Lauren Ashleigh Hays turned up at a domestic violence centre in Missouri, and spoke about her shocking experiences. But she wasn’t who she said she was. 

(Elle, approx 15 mins reading time) 

For the next two and a half years, Lauren thrived. She led story time for the kids at a local library, appeared in a production of a Jesus-centered domestic violence play, and gleefully kissed her fair share of the town’s young men. She went to water aerobics and made friends with an excitable mob of young women, who wore a uniform of short summer dresses with tennis shoes in the sticky Missouri heat. But the persona she was building would turn out to be an outrageous lie.

4. Does meal prepping suck?

That’s what Allison Stice believes. 

(Romper, approx 6 mins reading time) 

At lunch, I saved my fellow WFH husband from his typical run for subs by pointing him to the roasted veggies and told him how we could combine them for grain bowls with already cooked brown rice today, roll them up for burritos tomorrow and have fajitas with any leftovers on the third. He generously pretended to be grateful despite his obvious desire for fast-casual, and I felt smug. When I got out the Tupperware, though, I saw the peppers and onions were congealed with olive oil, and had lost the flavorful crunch they’d had fresh out of the oven. Still, I soldiered on.

5. Search for answers

A look at how three Afghan women were brutally murdered in Greece. 

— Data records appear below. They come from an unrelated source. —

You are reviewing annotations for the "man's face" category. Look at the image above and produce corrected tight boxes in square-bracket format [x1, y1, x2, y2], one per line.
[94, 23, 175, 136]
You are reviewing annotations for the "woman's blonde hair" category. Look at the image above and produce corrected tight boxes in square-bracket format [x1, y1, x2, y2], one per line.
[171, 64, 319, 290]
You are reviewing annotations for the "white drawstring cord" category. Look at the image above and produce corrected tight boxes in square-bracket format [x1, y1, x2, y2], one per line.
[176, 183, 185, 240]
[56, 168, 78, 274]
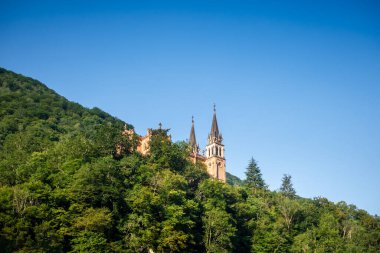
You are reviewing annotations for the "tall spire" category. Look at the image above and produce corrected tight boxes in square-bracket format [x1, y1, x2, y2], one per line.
[210, 103, 220, 139]
[189, 116, 197, 150]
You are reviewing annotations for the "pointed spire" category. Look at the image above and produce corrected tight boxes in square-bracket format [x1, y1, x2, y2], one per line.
[210, 103, 219, 139]
[189, 116, 197, 150]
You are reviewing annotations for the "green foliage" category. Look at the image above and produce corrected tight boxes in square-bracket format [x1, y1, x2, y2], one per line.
[245, 158, 267, 190]
[226, 172, 243, 186]
[280, 174, 296, 198]
[0, 68, 380, 252]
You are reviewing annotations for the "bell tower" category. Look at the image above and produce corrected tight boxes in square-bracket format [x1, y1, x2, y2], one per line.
[206, 104, 226, 182]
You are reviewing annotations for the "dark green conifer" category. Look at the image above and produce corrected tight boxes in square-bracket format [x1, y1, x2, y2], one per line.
[245, 157, 267, 189]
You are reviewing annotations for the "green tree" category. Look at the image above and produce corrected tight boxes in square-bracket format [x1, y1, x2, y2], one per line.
[245, 158, 267, 192]
[280, 174, 296, 198]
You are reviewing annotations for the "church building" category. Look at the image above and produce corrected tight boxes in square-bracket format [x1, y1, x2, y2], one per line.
[189, 105, 226, 182]
[127, 105, 226, 182]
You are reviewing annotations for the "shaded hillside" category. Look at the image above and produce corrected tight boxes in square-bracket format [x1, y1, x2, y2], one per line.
[226, 172, 243, 186]
[0, 69, 380, 253]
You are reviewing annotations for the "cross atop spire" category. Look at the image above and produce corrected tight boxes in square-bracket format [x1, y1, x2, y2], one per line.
[209, 103, 220, 140]
[189, 116, 198, 153]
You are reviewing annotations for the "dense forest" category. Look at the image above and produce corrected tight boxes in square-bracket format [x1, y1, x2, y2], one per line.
[0, 69, 380, 253]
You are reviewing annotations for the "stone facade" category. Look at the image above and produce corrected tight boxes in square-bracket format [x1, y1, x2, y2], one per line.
[189, 107, 226, 182]
[131, 107, 226, 182]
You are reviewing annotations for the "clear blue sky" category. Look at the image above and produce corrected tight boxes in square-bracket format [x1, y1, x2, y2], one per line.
[0, 0, 380, 214]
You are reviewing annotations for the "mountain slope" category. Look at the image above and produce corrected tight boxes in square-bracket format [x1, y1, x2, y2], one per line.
[0, 69, 380, 252]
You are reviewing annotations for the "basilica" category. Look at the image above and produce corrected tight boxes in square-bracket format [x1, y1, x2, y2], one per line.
[189, 106, 226, 182]
[123, 105, 226, 182]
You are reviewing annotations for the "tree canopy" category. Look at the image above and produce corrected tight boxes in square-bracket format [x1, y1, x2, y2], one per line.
[0, 69, 380, 252]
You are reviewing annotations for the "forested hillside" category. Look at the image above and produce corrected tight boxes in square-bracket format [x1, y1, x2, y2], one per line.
[0, 69, 380, 253]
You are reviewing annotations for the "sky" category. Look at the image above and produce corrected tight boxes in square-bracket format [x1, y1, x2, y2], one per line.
[0, 0, 380, 215]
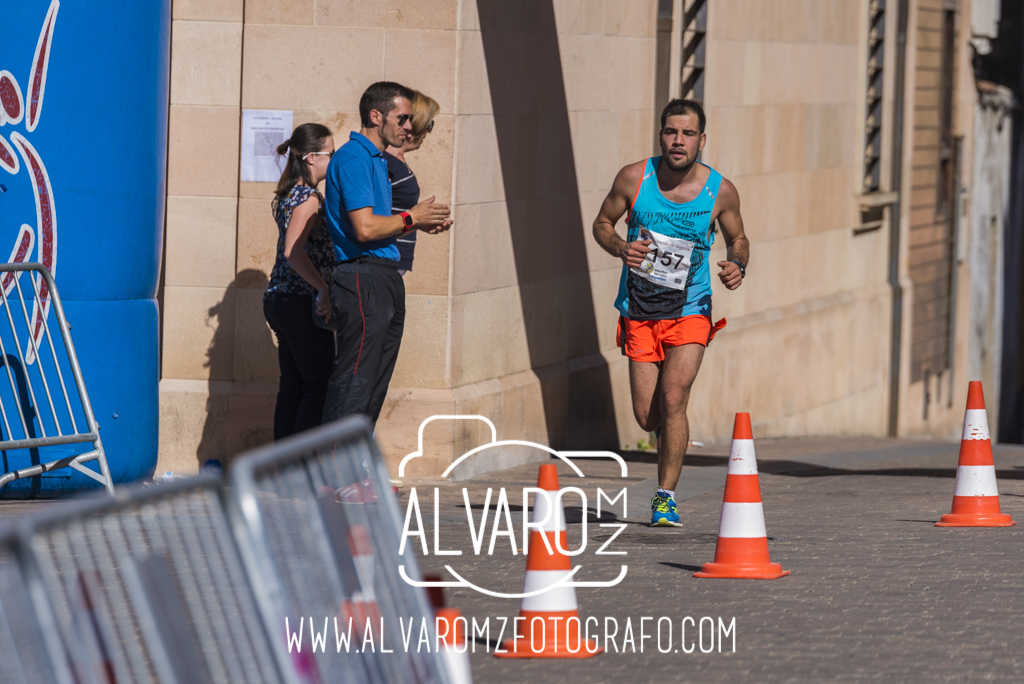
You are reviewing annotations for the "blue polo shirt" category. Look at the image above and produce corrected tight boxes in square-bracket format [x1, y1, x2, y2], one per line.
[326, 132, 399, 261]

(Atavist, approx 50 mins reading time)

I chose my next words carefully. Few things spook people like the mention of murder. “I’m looking for them,” I replied. “Something bad happened to them in Greece.” The man held my gaze for a moment and took a sip of his smoothie. Whatever he was weighing, when he set his glass down he seemed to have made up his mind. “I know all these people, and I know their story,” he said. “I will tell you everything.”

6. The night raids

A reporter returns to Afghanistan to investigate the secretive ‘Zero Units’, said to be funded, trained and armed by the CIA, and involved in killings. 

(Pro Publica, approx 52 mins reading time)

Mahzala’s neighbors had pressed me to meet her; I was a foreigner, I must be able to help. Three months had passed since the raid. The neighbors believed it was the work of the feared Zero Units — squadrons of U.S.-trained Afghan special forces soldiers. Two more homes in the area were targeted that night, they said, though no one else was killed. Everyone acknowledged the Taliban had been in the area before; they were everywhere in Nangarhar province. But Mahzala’s sons? They were just farmers, the neighbors told me.

…AND A CLASSIC FROM THE ARCHIVES…

A 2007 article about the Sami people, who are behind Europe’s oldest known music.

(The Guardian, approx 11 mins reading time)

‘It’s not a “land” at all, actually,’ says Harald Gaski, professor of Sami literature at the University of Tromso. ‘Samiland is a theoretical conception,’ he says. ‘It has no borders, therefore it can stretch.’ Perhaps that’s one of the reasons why these largely peaceful people were perceived as such a threat by the Norse who came up from the south to colonise and to subjugate them. Socially and racially, the Lapps were considered an impoverished people, and named accordingly. Lapp means ‘patch’ in Swedish.